PCI-E Bandwidth Discussion

SPS · Sep 22, 2014

These posts have been moved from the AMD teasing thread to keep that thread on topic.

Mr Whippy said:
But the bottleneck in batches/draw calls is to do with CPU load, not bus bottlenecks.

So mantle etc are about reducing cpu load proper, or doing more effective multi threading.

Bus bandwidth on pci bottlenecks, I'm less sure about.

Does anyone actually know the frame by frame pcie data traffic loads and what it consists of and why more bandwidth alleviates a current measurable bottleneck?

I'm not sure I understand it right, but is local vram used for storing textures and geometry as well as frame buffers etc, or is texture/geometry pushed to gpu from system ram per frame?
From tests I gathered it was the former, in which case in not sure why it'd be a huge issue with current bus bandwidth.
If its the latter then I'm not sure but we'd probably be bus bandwidth bound constantly which isn't the case!

Hence my confusion on that point hehe

All GPU data is stored on the GPU. The only thing that usually gets pushed to the GPU every frame are shader parameters (constant buffers in DX11).

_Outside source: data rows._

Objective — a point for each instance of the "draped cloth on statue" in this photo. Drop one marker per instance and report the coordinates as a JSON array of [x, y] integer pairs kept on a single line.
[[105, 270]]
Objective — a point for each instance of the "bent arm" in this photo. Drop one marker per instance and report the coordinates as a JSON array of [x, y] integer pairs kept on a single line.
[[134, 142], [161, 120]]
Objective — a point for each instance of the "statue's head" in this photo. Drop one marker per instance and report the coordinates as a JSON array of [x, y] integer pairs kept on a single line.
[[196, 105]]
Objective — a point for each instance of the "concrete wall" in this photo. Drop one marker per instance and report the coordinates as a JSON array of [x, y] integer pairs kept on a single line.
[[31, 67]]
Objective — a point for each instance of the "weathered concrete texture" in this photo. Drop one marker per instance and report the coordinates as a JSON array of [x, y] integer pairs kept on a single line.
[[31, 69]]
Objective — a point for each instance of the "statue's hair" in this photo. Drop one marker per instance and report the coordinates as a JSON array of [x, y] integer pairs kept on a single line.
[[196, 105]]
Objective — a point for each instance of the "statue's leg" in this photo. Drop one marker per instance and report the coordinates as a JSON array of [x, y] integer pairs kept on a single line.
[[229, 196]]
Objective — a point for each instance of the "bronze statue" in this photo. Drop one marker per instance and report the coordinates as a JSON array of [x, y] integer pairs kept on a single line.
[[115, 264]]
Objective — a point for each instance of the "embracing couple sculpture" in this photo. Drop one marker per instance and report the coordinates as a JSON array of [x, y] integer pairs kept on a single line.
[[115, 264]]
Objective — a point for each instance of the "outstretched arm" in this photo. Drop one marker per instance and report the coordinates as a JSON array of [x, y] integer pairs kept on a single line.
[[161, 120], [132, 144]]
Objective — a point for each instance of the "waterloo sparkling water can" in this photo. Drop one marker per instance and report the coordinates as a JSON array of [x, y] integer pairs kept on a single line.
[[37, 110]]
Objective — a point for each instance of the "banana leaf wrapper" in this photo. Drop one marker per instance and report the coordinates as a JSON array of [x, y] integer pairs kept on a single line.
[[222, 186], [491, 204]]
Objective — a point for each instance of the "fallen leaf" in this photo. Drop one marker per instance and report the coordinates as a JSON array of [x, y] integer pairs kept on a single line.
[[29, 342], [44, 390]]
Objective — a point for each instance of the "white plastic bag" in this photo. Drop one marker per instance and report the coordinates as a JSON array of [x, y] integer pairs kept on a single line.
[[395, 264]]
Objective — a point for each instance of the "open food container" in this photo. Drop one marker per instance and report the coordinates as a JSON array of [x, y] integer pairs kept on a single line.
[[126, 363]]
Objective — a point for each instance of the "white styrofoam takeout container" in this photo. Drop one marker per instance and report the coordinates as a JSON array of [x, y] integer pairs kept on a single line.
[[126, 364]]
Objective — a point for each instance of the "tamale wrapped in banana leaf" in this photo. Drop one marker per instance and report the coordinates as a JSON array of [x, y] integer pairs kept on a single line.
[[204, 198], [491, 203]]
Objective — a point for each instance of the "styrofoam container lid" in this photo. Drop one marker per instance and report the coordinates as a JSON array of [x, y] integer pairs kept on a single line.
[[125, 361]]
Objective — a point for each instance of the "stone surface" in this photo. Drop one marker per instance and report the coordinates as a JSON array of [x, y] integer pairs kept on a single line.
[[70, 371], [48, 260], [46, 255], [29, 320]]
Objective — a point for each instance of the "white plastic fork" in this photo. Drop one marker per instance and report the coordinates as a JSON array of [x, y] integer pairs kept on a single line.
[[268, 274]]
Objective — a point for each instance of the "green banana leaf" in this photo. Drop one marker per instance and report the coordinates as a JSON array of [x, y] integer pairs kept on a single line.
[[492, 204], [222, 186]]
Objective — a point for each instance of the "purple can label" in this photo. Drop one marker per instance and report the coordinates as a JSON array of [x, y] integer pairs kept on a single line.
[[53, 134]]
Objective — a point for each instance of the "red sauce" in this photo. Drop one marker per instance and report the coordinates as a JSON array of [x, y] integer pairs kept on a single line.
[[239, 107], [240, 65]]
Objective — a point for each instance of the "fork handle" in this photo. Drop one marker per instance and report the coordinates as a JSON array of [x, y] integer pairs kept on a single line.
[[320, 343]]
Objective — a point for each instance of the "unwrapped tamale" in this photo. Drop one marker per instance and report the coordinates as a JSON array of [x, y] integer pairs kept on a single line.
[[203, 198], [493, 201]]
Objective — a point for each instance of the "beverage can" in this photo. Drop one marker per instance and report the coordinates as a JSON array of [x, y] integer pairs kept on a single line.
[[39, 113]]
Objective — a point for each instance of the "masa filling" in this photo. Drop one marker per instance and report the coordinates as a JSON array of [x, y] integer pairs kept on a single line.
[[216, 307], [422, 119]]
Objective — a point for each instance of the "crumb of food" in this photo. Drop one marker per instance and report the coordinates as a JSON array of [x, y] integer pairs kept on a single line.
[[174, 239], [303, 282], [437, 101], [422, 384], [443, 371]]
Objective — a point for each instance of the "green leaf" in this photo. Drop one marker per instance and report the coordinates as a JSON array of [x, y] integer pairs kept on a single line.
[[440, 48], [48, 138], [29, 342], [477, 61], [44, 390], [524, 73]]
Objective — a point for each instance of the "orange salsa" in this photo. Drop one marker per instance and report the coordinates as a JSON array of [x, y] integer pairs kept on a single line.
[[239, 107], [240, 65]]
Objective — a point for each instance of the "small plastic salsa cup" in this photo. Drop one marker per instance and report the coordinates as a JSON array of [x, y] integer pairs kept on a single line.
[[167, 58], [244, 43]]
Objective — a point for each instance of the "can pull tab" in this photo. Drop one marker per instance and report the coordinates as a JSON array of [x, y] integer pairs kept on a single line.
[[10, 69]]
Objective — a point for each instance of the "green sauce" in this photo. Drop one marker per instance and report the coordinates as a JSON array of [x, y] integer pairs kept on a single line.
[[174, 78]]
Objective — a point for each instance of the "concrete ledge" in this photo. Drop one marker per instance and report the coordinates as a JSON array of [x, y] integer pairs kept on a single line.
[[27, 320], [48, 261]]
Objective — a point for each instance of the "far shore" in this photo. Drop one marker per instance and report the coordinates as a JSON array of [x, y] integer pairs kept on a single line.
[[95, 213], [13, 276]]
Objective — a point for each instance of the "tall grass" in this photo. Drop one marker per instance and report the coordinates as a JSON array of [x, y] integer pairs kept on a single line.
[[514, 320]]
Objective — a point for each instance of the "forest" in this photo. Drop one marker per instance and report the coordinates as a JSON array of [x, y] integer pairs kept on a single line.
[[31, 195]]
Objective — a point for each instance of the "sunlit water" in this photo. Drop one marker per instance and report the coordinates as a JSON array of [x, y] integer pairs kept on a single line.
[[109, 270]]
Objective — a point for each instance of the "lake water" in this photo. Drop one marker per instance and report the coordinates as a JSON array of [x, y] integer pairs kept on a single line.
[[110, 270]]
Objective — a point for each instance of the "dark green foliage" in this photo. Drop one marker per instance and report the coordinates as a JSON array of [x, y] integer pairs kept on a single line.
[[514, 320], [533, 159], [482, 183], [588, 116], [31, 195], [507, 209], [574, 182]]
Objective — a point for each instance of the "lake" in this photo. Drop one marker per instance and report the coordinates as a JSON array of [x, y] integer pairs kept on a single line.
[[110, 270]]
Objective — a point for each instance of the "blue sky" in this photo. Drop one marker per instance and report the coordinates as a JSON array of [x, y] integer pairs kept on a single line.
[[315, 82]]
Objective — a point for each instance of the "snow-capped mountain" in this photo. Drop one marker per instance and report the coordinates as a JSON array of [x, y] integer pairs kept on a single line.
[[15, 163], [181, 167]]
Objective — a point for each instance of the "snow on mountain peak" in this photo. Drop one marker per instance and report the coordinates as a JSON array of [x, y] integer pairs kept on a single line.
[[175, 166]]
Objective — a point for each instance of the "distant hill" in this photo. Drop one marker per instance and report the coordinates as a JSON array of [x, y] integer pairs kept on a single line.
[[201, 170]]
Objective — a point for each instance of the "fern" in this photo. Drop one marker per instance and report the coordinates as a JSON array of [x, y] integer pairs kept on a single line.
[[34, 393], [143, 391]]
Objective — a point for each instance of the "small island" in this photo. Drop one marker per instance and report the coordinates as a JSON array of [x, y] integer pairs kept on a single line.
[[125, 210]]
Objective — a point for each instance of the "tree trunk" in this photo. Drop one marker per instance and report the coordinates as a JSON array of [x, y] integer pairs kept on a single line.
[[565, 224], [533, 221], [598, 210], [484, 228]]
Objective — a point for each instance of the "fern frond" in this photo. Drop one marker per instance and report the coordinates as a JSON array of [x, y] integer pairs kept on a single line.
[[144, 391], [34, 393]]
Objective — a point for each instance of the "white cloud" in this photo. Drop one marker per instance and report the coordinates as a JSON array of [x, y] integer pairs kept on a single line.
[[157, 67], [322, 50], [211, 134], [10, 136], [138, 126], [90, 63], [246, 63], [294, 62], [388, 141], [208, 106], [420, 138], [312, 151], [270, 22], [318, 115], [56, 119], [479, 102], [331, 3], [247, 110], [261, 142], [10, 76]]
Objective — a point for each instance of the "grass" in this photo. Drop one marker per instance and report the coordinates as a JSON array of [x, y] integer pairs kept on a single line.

For example, a vertex buffer for a mesh is generally loaded by the CPU and then pushed to the GPU never to be touched again by the CPU. To move a mesh around, a transformation matrix is sent to the GPU (very little data compared to the entire vertex buffer). The vertex shader is then responsible for transforming each vertex by the matrix.

Mr Whippy said:
Do you actually have some data, I'm genuinely interested in the data flow and what it's made up of on a frame to frame and second to second basis... to 'fill' gigabytes a second of bandwidth.

Cheers

Dave

I do have some data yes, I'd have to dig out the specifcs when I'm back from work but I can tell you it slowed my frame down by at least 1000x. This was done in a single threaded DX11 app and the test was reading back from the GPU. APIs tend to be a bit more awkward when it comes to mapping back to the CPU so I couldn't tell you how much the API directly affected these timings.

Mr Whippy · Sep 22, 2014

SPS said:
All GPU data is stored on the GPU. The only thing that usually gets pushed to the GPU every frame are shader parameters (constant buffers in DX11).

For example, a vertex buffer for a mesh is generally loaded by the CPU and then pushed to the GPU never to be touched again by the CPU. To move a mesh around, a transformation matrix is sent to the GPU (very little data compared to the entire vertex buffer). The vertex shader is then responsible for transforming each vertex by the matrix.

I do have some data yes, I'd have to dig out the specifcs when I'm back from work but I can tell you it slowed my frame down by at least 1000x. This was done in a single threaded DX11 app and the test was reading back from the GPU. APIs tend to be a bit more awkward when it comes to mapping back to the CPU so I couldn't tell you how much the API directly affected these timings.

Sounds good, I'm excited to see your data!

I did some rough tests here on my old GTX275/p867 mobo/2500k.

You'll have to excuse the less than scientific approach but it was just checking the logic of the entire idea of GPU vs system RAM storage.
http://www.racedepartment.com/threads/racers-graphics-engine-graphics-generally-memory.54984/

But in the end it seemed that even huge amounts of graphic textures could be shipped across the PCI slot within a single frame of rendering, at 60fps+

Since my old GTX275 had just 1/3rd the VRAM required to store those textures, ignoring HDR cube maps, frame buffers, shadow maps etc, then the VRAM > sys RAM bus bandwidth was clearly pretty damn high to render out 3gig worth of scene textures at 60fps.

Now obviously this isn't ideal, and it's clear that at frame render time if data can't be stored locally it comes over from system ram.
This comes at a cost vs local VRAM lookup, but it clearly wasn't totally terrible having to resort to the system ram over the bus.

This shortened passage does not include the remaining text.